Evidence clearly illuminates the need for more educators of color.  Nevertheless, nearly 70 years after the desegregation mandates from Brown versus the Board of Education, the majority of K-12 educators – just over 70% – remain White, which is largely non representative of the 49% of the student population that identifies as students of color (McFarland et al., 2018).  As articulated by Welton & Zamani-Gallaher (2018), “the ultimate outcome for racial equity is “full participation” for those who historically have been excluded from education and society as a whole” (p. 3).  We argue that the enormous lack of progress toward full participation of non-White people as educators this many years post-desgregation legislation underscores systemic racism within the field of education. To understand and subsequently address the complexities of systemic racism, we suggest that stakeholders devise and evaluate new approaches to diversifying the demographics of teachers and administrators.

Last year the world simultaneously grappled with understanding the complexities of a highly infectious virus, witnessed the final moments of George Floyd’s life, and experienced Black Lives Matter protests against police brutality. For the first time in our lives, we witnessed organizations at every level from local to international openly broadcast statements in support of equity, anti-racism, anti-discrimination, gender equality, and overall inclusion. We proudly observed educational institutions follow suit with statements and promises of internal examinations of their policies, practices, and systems. While an optimistic start towards educational equity, sustainable change requires transforming the sociocultural makeup of the education workforce.
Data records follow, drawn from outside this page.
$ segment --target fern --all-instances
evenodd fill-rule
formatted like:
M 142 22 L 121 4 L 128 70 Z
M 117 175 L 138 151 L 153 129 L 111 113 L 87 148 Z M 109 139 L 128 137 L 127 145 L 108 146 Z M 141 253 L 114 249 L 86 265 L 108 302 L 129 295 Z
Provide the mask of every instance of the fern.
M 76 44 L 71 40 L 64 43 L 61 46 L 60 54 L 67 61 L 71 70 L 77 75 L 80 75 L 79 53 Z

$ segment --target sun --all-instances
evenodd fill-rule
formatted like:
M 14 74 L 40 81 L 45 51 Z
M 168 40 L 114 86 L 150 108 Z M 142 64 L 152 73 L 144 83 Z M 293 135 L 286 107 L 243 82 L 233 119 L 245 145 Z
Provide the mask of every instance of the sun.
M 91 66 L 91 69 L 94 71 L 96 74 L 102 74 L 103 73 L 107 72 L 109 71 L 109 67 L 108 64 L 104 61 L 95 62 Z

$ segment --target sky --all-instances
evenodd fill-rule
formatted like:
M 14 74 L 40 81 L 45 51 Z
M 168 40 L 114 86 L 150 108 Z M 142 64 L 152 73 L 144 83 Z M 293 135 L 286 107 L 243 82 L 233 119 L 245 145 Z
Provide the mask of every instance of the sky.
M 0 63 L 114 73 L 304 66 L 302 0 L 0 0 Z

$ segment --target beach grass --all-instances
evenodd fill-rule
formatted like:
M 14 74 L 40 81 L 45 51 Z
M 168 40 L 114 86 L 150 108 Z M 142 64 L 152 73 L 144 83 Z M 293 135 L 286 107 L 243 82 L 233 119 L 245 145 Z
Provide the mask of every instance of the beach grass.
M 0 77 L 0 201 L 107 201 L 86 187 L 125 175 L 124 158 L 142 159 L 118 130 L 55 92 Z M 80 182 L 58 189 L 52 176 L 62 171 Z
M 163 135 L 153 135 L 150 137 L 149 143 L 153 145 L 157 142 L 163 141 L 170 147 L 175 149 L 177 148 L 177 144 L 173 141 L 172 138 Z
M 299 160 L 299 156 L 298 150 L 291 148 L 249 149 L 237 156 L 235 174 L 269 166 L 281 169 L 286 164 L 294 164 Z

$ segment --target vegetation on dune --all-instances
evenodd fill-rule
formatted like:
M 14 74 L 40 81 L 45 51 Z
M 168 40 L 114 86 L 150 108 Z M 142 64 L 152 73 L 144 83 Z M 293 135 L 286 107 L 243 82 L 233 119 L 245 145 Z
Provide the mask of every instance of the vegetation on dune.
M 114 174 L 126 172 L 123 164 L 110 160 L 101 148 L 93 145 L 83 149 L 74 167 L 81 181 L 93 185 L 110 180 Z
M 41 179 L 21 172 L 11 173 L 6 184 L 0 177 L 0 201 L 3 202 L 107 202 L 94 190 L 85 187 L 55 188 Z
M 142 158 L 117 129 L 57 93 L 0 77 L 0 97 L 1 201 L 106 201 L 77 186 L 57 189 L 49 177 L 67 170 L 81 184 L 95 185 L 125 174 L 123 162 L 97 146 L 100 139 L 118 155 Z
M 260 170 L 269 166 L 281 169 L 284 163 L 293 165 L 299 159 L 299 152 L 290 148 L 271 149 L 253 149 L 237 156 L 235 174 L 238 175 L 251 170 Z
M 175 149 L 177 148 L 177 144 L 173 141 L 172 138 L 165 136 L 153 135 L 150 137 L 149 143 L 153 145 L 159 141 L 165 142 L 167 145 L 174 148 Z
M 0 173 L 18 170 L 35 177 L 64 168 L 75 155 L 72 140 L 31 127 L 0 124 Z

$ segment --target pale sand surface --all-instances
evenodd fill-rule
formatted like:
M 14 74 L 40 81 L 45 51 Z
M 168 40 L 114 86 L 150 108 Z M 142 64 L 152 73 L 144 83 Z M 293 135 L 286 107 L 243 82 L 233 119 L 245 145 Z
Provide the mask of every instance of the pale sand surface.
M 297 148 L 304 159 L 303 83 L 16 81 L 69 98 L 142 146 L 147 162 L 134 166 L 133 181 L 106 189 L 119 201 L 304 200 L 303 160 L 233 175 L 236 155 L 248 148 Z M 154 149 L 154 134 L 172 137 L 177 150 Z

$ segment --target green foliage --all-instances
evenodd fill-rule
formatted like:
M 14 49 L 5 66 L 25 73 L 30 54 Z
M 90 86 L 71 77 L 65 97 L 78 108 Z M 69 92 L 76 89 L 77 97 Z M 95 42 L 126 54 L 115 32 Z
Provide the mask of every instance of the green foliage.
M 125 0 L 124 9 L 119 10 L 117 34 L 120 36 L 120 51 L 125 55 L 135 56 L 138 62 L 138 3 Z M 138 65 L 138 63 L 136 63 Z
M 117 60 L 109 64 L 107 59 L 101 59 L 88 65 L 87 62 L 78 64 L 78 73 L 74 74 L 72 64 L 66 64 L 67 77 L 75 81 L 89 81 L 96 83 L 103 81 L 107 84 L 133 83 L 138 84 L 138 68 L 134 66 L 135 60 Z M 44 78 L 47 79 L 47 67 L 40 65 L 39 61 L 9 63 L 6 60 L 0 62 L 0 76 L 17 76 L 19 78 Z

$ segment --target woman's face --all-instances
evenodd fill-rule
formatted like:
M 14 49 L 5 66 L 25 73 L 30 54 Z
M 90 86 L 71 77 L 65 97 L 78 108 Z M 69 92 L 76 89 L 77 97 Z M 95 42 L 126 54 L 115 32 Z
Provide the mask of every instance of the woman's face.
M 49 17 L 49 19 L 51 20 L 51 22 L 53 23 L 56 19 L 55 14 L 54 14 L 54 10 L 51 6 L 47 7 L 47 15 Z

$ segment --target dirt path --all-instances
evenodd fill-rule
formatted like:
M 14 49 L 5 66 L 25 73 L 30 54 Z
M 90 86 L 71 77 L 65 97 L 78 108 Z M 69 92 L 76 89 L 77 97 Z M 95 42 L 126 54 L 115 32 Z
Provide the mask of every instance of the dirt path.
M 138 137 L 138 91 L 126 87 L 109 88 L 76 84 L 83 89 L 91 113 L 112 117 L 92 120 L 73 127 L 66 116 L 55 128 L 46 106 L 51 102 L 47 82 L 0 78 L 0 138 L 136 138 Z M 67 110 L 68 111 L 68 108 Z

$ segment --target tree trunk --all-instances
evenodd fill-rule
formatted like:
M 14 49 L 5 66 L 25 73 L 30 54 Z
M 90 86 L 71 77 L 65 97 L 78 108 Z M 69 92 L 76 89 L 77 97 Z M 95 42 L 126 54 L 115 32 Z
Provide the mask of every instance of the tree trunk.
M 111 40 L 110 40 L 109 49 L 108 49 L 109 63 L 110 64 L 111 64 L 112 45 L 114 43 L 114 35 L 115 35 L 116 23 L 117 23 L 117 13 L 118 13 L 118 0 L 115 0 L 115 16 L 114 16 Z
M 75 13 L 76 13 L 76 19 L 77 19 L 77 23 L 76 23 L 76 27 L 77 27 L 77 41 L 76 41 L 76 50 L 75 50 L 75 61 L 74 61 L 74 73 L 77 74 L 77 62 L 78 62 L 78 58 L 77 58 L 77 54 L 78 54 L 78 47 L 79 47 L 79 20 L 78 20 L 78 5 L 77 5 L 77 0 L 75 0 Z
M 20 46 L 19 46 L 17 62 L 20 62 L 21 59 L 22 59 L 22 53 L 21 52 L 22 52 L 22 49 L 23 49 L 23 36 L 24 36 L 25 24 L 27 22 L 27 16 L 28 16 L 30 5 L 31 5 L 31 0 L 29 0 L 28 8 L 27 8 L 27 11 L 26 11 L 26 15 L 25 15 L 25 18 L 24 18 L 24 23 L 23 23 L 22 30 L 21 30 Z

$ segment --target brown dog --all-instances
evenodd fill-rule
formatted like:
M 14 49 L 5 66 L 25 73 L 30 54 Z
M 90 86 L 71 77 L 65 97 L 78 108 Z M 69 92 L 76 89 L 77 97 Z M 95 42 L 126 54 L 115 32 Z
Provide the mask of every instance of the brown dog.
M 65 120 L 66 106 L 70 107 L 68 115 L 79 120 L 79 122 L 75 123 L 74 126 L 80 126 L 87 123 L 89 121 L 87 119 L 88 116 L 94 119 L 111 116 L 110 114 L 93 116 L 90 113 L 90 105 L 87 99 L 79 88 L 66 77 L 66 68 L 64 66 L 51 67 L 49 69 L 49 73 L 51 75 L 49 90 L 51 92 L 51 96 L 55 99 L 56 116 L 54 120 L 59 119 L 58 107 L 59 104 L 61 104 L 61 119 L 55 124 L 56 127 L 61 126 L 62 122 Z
We believe this shift needs to start with the programs that train pre-service educators.

Although alternative licensure programs have grown substantially over the past ten years, the vast majority of educators – over 80% – enter the field after completing a traditional educator preparation program (EPP) (McFarland et al., 2018).  Thus, these programs are well positioned to broaden and extend multiple on-ramps into the field of education. Expanding access, however, requires shifting the demographics of higher education faculty and teacher candidates to more accurately reflect the increasing racial, ethnic, and linguistic diversity of the student population that candidates will serve.  Currently, 82% of teacher candidates identify as White females (American Association of Colleges for Teacher Education, 2013). Likewise, the percentage of postsecondary faculty of color have remained stagnant and disproportionately low. For instance, the proportion of Black faculty at colleges and universities has only increased from 5% to 6% within a twenty year time span (Davis & Fry, 2019). As scholar-practitioners, we encourage EPP leaders to investigate race-driven questions in their research, assessment, and progress towards educational equity. For example:

  • Are there barriers to entry into education majors that disproportionately impact teacher candidates of color?
  • Are there culturally responsive faculty available to serve as mentors and role models for teacher candidates of color?
  • Are there practices in place within classrooms, offices, and programs that further marginalize teacher candidates of color?
  • Are there policies that covertly or overtly push teacher candidates of color out of the major?
  • Are there systems at play that create an overall unwelcoming or unsupportive environment for teacher candidates of color?

Such questions – and related queries – would further examine the root causes of why educators of colors represent a disproportionately small segment of the teacher force, and what institutional work might EPPs employ to reconcile the disparity. We hypothesize that this approach would also be catalytic, as the increase of teacher candidates of color matriculating from EPPs will inevitably lead to diversifying the education workforce. This could be the impetus needed to expeditiously close achievement gaps to advance the educational and life outcomes for students of color.